Unique ways to celebrate Halloween, even if it's not in-person
Halloween celebrations will be different in 2020. A global pandemic has made activities like trick-or-treating risky, and many parents figure to keep kids home this Halloween.
It may be hard to envision a Halloween without kids getting together as they go from house to house in search of candy. But celebrants should know that there's still fun to be had this Halloween, even if that fun is not in-person with fellow vampires, witches and pirates.
This Halloween can be as unique as celebrants are willing to make it. The following are some fun ways to celebrate a Halloween that may feature little in-person interactions with other costumed ghouls and goblins.
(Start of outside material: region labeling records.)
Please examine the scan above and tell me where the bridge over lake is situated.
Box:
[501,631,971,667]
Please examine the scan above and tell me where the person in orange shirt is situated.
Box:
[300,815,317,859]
· Get dressed up for video chats. While social distancing measures may discourage large gatherings, such measures aren't discouraging people from wearing costumes this Halloween. Parents can organize a group Zoom call with their children's classmates, encouraging everyone on the call, including other moms and dads, to wear their costumes.
· Create a Halloween candy hunt. Take a cue from Easter celebrations and organize a Halloween candy hunt in the backyard. Kids can get dressed up and search the property for all the usual spoils of Halloween. Parents of school-aged children can even add a twist by making the Halloween candy search a scavenger hunt, complete with clues and candies hidden in decorative scarecrows and jack-o'-lanterns.
· Throw a hospital hero-themed Halloween party. Traditional Halloween masks don't typically cover up noses or mouths, which renders them ineffective protection against COVID-19. A party that both honors local hospital workers while celebrating the work they do can make for a fun way to get together this Halloween. Organizers can encourage participants to dress up as doctors, nurses, orderlies, and other hospital workers, making sure each attendee wears a mask that covers their nose and mouth and fits snugly onto their face. Each attendee also can provide a small donation that can go toward purchasing meals for local hospital workers.
· Bake your own Halloween treats. If kids won't be going door-to-door this Halloween, parents can organize holiday-themed baking sessions to whip up some homemade treats for youngsters. Encourage participants to decorate baked goods with Halloween colors and imagery, and then drop off the finished products at each other's homes. Treats can then be opened and enjoyed over a Zoom call that includes all participants.
Halloween celebrations may be different this year, but they can still be fun for everyone.